【10月14日 東方新報】世界的ピアニストであり、2008年の北京夏季五輪の開幕式やグラミー賞授賞式でのパフォーマンスでクラシックファン以外の人々にも親しまれている郎朗(ラン・ラン、Lang Lang)の自伝『奇跡のピアニスト・郎朗自伝―一歩ずつ進めば夢はかなう』(邦訳WAVE出版)が、ハリウッド(Hollywood)の映画製作会社によって映画化される。監督は『ビューティフル・マインド(英題:A Beautiful Mind)』など数々の名作を手掛け、『パヴァロッティ 太陽のテノール(英題:Pavalloti)』など音楽映画にも定評のあるロン・ハワード(Ron Howard)。

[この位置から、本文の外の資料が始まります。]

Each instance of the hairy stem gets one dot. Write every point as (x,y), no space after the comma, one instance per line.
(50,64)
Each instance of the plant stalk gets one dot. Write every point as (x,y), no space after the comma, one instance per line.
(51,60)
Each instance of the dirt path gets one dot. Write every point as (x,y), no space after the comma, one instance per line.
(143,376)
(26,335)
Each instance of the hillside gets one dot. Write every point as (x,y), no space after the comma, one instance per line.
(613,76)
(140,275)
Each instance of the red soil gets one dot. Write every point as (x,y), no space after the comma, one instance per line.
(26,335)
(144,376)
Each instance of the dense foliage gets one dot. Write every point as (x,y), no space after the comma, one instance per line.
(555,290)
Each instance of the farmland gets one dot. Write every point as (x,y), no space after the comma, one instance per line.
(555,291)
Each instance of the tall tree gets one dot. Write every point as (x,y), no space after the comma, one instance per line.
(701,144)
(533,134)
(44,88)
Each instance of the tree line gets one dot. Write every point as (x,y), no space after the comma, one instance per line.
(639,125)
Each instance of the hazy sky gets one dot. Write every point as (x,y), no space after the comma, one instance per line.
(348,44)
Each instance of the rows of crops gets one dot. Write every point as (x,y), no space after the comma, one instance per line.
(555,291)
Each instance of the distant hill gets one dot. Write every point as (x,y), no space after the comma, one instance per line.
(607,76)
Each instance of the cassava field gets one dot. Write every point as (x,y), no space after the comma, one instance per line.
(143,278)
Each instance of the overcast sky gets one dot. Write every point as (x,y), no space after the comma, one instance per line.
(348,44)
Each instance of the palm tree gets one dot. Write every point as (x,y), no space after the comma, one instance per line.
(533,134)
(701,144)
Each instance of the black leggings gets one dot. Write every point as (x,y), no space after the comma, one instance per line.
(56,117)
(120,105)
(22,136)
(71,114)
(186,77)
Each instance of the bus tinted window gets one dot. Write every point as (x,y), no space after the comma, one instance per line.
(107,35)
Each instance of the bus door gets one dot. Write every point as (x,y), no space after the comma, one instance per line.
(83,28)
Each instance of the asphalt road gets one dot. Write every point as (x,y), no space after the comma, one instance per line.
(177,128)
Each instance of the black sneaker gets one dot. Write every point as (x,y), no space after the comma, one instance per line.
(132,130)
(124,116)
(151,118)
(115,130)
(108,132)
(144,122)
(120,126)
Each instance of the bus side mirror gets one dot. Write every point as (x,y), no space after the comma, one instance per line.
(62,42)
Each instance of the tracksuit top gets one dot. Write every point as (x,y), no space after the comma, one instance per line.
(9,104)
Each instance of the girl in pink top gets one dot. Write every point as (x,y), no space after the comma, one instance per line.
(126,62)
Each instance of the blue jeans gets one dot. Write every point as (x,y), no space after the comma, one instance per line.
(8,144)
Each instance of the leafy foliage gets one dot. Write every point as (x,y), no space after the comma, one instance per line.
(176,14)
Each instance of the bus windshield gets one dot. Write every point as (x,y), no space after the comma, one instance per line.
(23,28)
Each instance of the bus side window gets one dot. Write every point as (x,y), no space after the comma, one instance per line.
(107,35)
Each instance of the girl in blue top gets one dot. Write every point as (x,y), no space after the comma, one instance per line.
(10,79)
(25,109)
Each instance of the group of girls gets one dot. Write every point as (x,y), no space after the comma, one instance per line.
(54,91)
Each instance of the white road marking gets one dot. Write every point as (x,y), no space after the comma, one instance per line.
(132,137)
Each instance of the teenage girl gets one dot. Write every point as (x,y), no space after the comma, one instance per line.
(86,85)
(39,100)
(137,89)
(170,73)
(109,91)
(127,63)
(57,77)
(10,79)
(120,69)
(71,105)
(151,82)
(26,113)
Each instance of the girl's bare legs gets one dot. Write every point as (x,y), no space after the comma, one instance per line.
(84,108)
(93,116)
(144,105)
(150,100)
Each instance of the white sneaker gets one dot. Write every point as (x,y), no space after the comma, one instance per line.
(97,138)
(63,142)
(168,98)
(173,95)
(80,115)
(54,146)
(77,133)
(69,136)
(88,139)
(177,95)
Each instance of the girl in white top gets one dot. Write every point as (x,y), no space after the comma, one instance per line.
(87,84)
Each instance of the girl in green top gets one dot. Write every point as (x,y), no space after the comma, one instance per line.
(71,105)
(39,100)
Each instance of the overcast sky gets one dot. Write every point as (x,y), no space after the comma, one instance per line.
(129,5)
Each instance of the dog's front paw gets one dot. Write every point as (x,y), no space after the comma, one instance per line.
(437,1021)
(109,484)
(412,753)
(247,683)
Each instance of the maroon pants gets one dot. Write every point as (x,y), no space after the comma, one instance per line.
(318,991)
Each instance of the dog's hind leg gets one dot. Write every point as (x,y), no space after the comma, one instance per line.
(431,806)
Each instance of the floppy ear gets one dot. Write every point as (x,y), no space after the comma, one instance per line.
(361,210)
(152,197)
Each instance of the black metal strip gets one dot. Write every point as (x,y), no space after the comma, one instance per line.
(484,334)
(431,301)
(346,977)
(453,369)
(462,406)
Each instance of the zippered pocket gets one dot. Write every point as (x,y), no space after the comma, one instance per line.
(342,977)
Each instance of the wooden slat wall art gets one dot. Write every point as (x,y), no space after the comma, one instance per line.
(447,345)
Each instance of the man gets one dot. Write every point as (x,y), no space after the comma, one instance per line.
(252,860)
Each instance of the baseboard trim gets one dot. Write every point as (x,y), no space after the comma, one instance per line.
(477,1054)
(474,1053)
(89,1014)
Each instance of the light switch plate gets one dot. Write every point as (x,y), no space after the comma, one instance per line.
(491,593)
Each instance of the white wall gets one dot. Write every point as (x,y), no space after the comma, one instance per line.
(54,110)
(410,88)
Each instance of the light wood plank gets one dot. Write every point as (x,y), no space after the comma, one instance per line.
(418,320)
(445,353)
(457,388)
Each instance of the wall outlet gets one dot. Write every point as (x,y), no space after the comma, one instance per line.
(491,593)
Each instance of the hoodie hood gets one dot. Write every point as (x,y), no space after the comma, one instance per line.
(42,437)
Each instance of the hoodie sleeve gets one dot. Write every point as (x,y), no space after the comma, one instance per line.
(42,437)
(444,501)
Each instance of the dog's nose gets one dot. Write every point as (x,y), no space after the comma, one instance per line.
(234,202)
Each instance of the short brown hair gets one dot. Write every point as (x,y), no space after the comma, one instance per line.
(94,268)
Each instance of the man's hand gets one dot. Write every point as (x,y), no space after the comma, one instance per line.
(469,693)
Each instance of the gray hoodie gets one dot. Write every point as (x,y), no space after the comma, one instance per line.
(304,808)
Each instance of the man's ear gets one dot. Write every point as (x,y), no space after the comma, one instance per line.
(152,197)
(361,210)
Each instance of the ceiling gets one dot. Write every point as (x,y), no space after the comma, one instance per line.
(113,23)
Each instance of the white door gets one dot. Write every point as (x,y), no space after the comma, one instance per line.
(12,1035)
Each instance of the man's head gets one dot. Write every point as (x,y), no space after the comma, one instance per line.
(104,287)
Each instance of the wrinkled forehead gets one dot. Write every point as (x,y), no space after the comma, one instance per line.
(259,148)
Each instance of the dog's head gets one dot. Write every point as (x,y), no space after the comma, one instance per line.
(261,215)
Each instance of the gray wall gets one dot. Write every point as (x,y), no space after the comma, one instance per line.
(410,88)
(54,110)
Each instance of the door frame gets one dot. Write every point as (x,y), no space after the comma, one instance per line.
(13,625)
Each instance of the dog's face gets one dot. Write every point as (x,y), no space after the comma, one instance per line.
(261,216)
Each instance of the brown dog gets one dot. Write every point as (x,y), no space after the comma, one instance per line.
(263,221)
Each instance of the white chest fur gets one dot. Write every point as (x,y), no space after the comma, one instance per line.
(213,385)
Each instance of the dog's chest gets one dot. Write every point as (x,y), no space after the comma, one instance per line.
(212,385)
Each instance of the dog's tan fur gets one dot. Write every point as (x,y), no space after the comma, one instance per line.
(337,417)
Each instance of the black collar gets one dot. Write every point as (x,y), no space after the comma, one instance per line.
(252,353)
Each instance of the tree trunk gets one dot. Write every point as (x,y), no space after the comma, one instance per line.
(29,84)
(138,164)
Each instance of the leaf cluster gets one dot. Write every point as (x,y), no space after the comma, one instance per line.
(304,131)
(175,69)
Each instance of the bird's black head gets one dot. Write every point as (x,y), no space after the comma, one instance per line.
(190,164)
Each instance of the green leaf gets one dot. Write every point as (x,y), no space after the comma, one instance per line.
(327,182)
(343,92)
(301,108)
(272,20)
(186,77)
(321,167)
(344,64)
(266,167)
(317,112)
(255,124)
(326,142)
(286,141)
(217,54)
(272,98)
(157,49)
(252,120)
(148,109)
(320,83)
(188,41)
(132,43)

 しかし、なぜ郎朗の物語が今頃、ハリウッドで映画化されるのか?中国のSNSの微博(ウェイボー、Weibo)のクラシックファン・ユーザーたちの間では、この話題で持ち切りだ。貧困家庭から「奇跡の両手」とオランダ女王からも絶賛された天才ピアニスト・郎朗が誕生した背後には、「ナンバーワン」をあきらめない不屈の闘志を持つ父子の執念があった。その1980年代から90年代の中国的ハングリー精神、チャイナドリームが、今のハリウッド映画界をひきつけるのだろうか。

 郎朗の父、郎国(Lang Guo)さんは1970年代、中国の伝統弦楽器、二胡の演奏家。だが、プロでの一本立ちは難しく、雑技団の伴奏をしながら、工場労働で暮らしを支えていた。やがて瀋陽(Shen Yang)空軍文工団の試験に受かり、生活が安定した1982年、郎朗が生まれると、音楽家の夢を息子に託すことにした。

 郎朗は自伝のなかで、「父母はともに音楽を志したが、自分の理想を実現はできなかった。彼らの子供として、私は生まれたときから大きな期待を負っていた。彼らの期待が私を導き、巨大な成功に向かって私の背を推したのだ」と語っている。